December 16, 2004
The Emergency Santa program is in a state of emergency itself as it scrambles to collect presents for a record number of poor children from throughout the Valley.
The Mesa-based CARE Partnership is in its 11th year of offering clothes, bedding, toys and candy to parents who can’t afford any gifts, but may have fallen under the radar of other holiday programs.
CARE Partnership director Bev Tittle-Baker said many charities set deadlines in the fall that qualified families can miss for a variety of reasons.
"I may have been fine in October, and then lost my job or gotten sick in November," she said.
Because of the way it’s set up, the Emergency Santa list usually adds about 600 names in the week or two before Christmas, she said.
By the time the shop opened for the season on Wednesday, it already had 2,000 kids on the list, as many as last year.

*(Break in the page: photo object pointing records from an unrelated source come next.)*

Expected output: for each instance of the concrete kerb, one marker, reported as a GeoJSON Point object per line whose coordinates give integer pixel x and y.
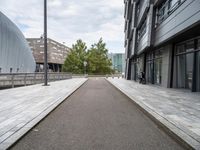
{"type": "Point", "coordinates": [170, 128]}
{"type": "Point", "coordinates": [11, 140]}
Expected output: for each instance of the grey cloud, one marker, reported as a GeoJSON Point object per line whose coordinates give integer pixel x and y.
{"type": "Point", "coordinates": [70, 20]}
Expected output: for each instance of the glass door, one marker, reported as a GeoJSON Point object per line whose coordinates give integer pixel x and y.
{"type": "Point", "coordinates": [157, 71]}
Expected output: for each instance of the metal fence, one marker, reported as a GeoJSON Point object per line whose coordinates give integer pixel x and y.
{"type": "Point", "coordinates": [23, 79]}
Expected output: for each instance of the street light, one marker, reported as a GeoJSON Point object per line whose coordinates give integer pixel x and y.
{"type": "Point", "coordinates": [45, 44]}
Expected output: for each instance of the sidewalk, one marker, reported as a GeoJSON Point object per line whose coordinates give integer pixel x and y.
{"type": "Point", "coordinates": [176, 110]}
{"type": "Point", "coordinates": [22, 108]}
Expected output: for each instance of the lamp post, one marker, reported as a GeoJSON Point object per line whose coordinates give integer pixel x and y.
{"type": "Point", "coordinates": [45, 44]}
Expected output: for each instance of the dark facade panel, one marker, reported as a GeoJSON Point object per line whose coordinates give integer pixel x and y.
{"type": "Point", "coordinates": [142, 9]}
{"type": "Point", "coordinates": [15, 54]}
{"type": "Point", "coordinates": [57, 52]}
{"type": "Point", "coordinates": [145, 41]}
{"type": "Point", "coordinates": [181, 19]}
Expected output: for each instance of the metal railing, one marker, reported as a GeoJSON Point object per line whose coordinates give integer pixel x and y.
{"type": "Point", "coordinates": [23, 79]}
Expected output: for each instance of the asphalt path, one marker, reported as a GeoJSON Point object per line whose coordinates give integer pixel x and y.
{"type": "Point", "coordinates": [97, 117]}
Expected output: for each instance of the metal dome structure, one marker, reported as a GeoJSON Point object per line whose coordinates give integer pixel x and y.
{"type": "Point", "coordinates": [15, 54]}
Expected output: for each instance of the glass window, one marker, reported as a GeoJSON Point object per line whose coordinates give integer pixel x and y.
{"type": "Point", "coordinates": [184, 70]}
{"type": "Point", "coordinates": [198, 44]}
{"type": "Point", "coordinates": [180, 48]}
{"type": "Point", "coordinates": [157, 71]}
{"type": "Point", "coordinates": [189, 67]}
{"type": "Point", "coordinates": [173, 4]}
{"type": "Point", "coordinates": [198, 72]}
{"type": "Point", "coordinates": [149, 74]}
{"type": "Point", "coordinates": [166, 9]}
{"type": "Point", "coordinates": [190, 46]}
{"type": "Point", "coordinates": [181, 69]}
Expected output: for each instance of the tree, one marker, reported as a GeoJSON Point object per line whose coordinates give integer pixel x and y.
{"type": "Point", "coordinates": [75, 58]}
{"type": "Point", "coordinates": [98, 62]}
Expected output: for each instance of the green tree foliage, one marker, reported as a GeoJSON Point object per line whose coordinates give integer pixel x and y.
{"type": "Point", "coordinates": [98, 62]}
{"type": "Point", "coordinates": [75, 58]}
{"type": "Point", "coordinates": [96, 58]}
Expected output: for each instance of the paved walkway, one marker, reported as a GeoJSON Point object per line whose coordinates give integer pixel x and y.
{"type": "Point", "coordinates": [22, 108]}
{"type": "Point", "coordinates": [97, 117]}
{"type": "Point", "coordinates": [176, 109]}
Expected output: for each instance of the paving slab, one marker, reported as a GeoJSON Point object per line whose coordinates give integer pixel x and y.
{"type": "Point", "coordinates": [97, 117]}
{"type": "Point", "coordinates": [177, 110]}
{"type": "Point", "coordinates": [22, 108]}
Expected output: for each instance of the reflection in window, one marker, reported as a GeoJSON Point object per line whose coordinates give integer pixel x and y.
{"type": "Point", "coordinates": [166, 8]}
{"type": "Point", "coordinates": [198, 71]}
{"type": "Point", "coordinates": [180, 49]}
{"type": "Point", "coordinates": [190, 46]}
{"type": "Point", "coordinates": [198, 44]}
{"type": "Point", "coordinates": [142, 30]}
{"type": "Point", "coordinates": [158, 67]}
{"type": "Point", "coordinates": [185, 68]}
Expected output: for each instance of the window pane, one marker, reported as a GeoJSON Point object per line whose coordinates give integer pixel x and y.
{"type": "Point", "coordinates": [198, 72]}
{"type": "Point", "coordinates": [180, 49]}
{"type": "Point", "coordinates": [198, 45]}
{"type": "Point", "coordinates": [157, 71]}
{"type": "Point", "coordinates": [149, 72]}
{"type": "Point", "coordinates": [173, 4]}
{"type": "Point", "coordinates": [190, 46]}
{"type": "Point", "coordinates": [189, 67]}
{"type": "Point", "coordinates": [181, 71]}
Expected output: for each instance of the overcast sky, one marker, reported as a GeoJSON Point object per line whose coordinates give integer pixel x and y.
{"type": "Point", "coordinates": [69, 20]}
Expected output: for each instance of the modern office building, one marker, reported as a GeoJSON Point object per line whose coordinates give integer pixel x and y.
{"type": "Point", "coordinates": [118, 61]}
{"type": "Point", "coordinates": [57, 53]}
{"type": "Point", "coordinates": [162, 39]}
{"type": "Point", "coordinates": [15, 54]}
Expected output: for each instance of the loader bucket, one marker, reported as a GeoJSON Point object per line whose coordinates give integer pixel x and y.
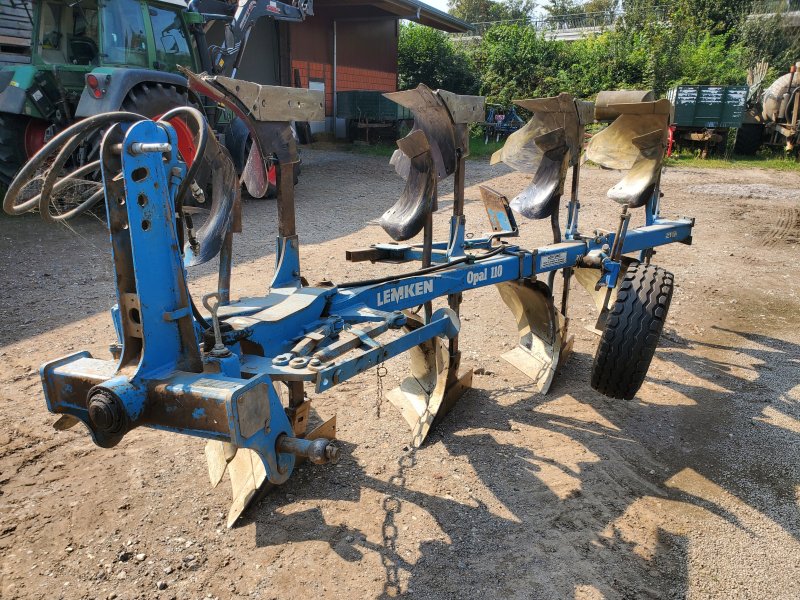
{"type": "Point", "coordinates": [443, 117]}
{"type": "Point", "coordinates": [433, 387]}
{"type": "Point", "coordinates": [545, 148]}
{"type": "Point", "coordinates": [407, 217]}
{"type": "Point", "coordinates": [267, 112]}
{"type": "Point", "coordinates": [635, 142]}
{"type": "Point", "coordinates": [543, 341]}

She said she won’t know what’s driving the numbers so high this year until she talks to the families as they file through the "shop" at CARE’s offices. But generally speaking, December can put a lot of economic and social stress on struggling families.
"It’s such a volatile time of year," she said. "The closer we get to Christmas, the more we get domestic violence cases."
Tittle-Baker said although many churches and other groups are also involved, donations are down at the same time the need is soaring. They’re especially short on toys for toddlers, sport balls and board games for the entire family.
Clothes are also in short supply this year, and too many are arriving in poor condition.
Older clothes in good condition are OK, but CARE is getting plenty of matchless socks and other unusable items.
"We say gently used, and we get stuff that’s dirty or torn. They don’t have a washing machine here," Tracey Fisher said while sorting through donations this week.
Families from all over the East and West Valley are being referred to the Emergency Santa program by schools, friends, churches and agencies that don’t have such programs or have one that’s full.
Except for crisis situations, parents are required to perform one hour of community service per child. This can be done at any agency or school, and "the volunteering part can become another resource," Tittle-Baker said.
Once parents make it to the Emergency Santa store, "elves" guide them through the process offilling stockings and picking out clothes, toys and bedding.